Confession time: I do know where “Stacy’s Mom” by Fountains of Wayne comes from and it invariably arises the moment I see a really good-looking older woman. Which means, as the eternal adolescent, any attractive woman around my age. No sooner am I telling myself, “Oh my, she is HAWT!” then “Stacy’s mom has got it goin’ on/She’s all I want and I’ve waited for so long/Stacy, can’t you see you’re just not the girl for me/I know it might be wrong but I’m in love with Stacy’s mom ...,” starts playing in my head and, to tell the truth, I don’t mind it at all, it’s completely apropos.

Similarly, an ill-behaved child in a restaurant or the grocery store will bring on the Ramone’s “Beat on the Brat” as surely as the little monster’s parents will find the outburst as a sign of their little darling’s creativity or glimmering soul or some such nonsense.

It’s the rest of us being assailed by the screaming, the grabbing of things and throwing them, the general chaos created by the ill-mannered little wretch who are singing, “Beat on the brat, beat on the brat/Beat on the brat with a baseball bat/Oh yeah, oh yeah, uh-oh/What can you do?
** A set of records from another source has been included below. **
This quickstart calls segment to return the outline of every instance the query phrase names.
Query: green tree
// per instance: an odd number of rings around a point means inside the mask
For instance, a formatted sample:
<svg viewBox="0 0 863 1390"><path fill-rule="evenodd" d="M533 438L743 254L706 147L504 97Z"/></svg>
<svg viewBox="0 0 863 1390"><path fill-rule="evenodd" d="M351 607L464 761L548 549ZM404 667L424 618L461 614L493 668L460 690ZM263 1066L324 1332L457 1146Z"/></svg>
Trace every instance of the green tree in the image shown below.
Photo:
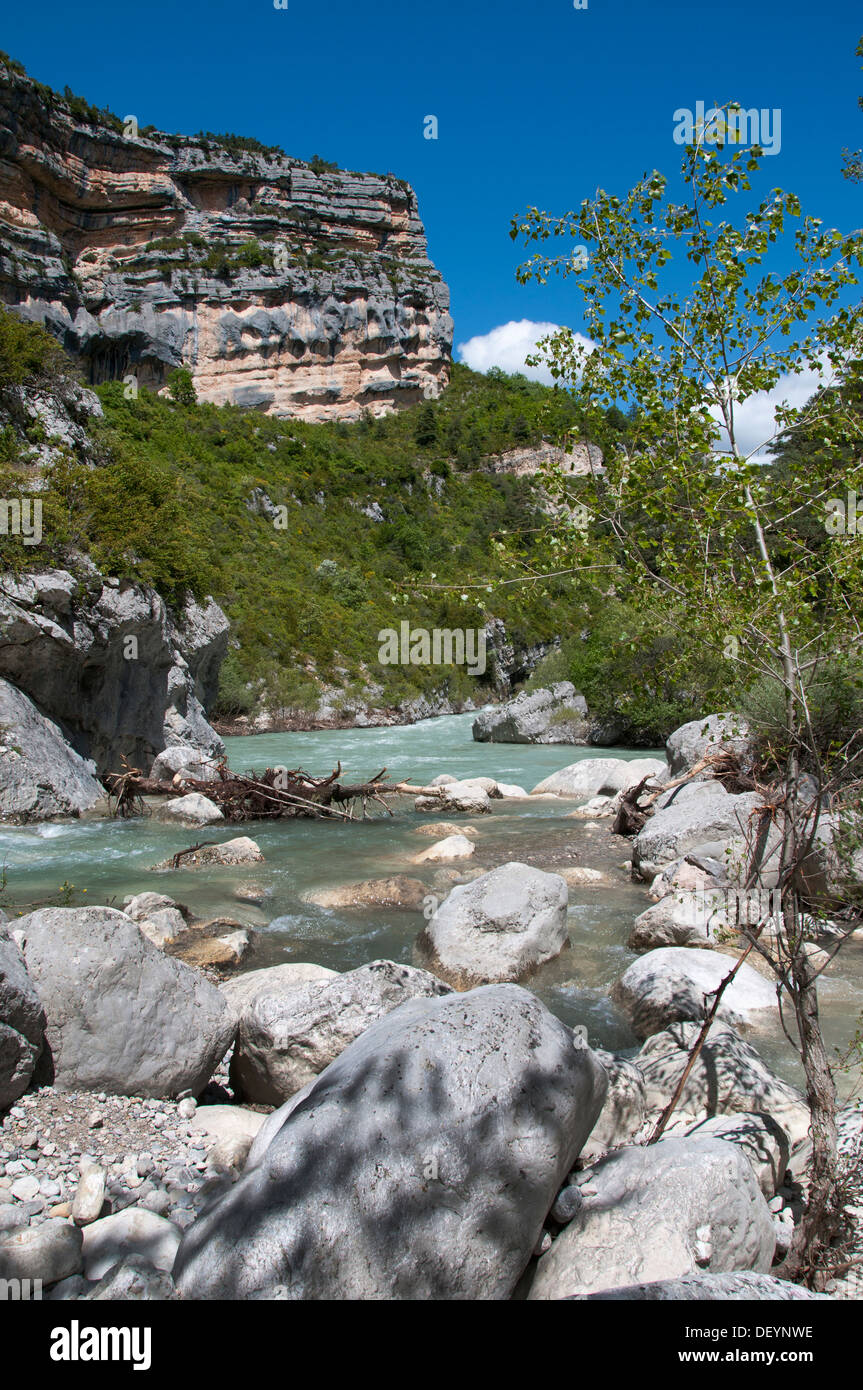
<svg viewBox="0 0 863 1390"><path fill-rule="evenodd" d="M599 190L564 217L529 208L511 235L539 246L520 268L523 282L575 275L595 343L585 348L561 329L536 356L574 392L588 438L605 449L588 524L559 525L552 537L557 573L600 575L606 591L625 585L632 602L664 605L681 639L778 694L785 760L771 801L781 926L769 947L760 922L745 954L756 949L770 963L796 1019L813 1165L785 1273L816 1280L839 1212L835 1088L819 1022L819 970L806 951L803 867L823 798L848 777L860 748L820 745L810 694L824 664L859 639L863 582L859 550L841 535L817 548L802 543L798 517L819 510L825 520L830 499L855 488L863 470L855 410L863 313L849 303L863 238L802 217L792 193L773 189L753 207L760 157L759 147L724 149L713 125L687 147L682 202L653 172L625 197ZM586 246L588 272L571 250L548 254L549 240ZM788 242L792 268L774 270ZM780 407L767 438L743 443L741 406L806 370L821 370L824 386L803 407ZM632 411L623 439L609 430L610 407ZM820 452L771 486L764 450L780 435L813 430ZM557 486L566 492L566 480ZM803 763L814 770L814 791L800 780ZM764 835L767 828L762 817ZM762 853L756 835L745 887L759 883Z"/></svg>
What can you do?/With a brat like that always on your back/What can you do? (lose?).”

Honestly, you know you’re singing it, too, and then carrying it around for the rest of the day.

And that’s the joy — and curse — of the earwig. No matter how we attempt to distract ourselves, put on other music, watch TV, dive into our work, the song just won’t go away. It lingers, persistent palaver, a nudging little nudnik that takes evil pleasure in knowing that we are annoyed to the point of distraction.

Ooooh, that smell. Beat on the brat with a baseball bat.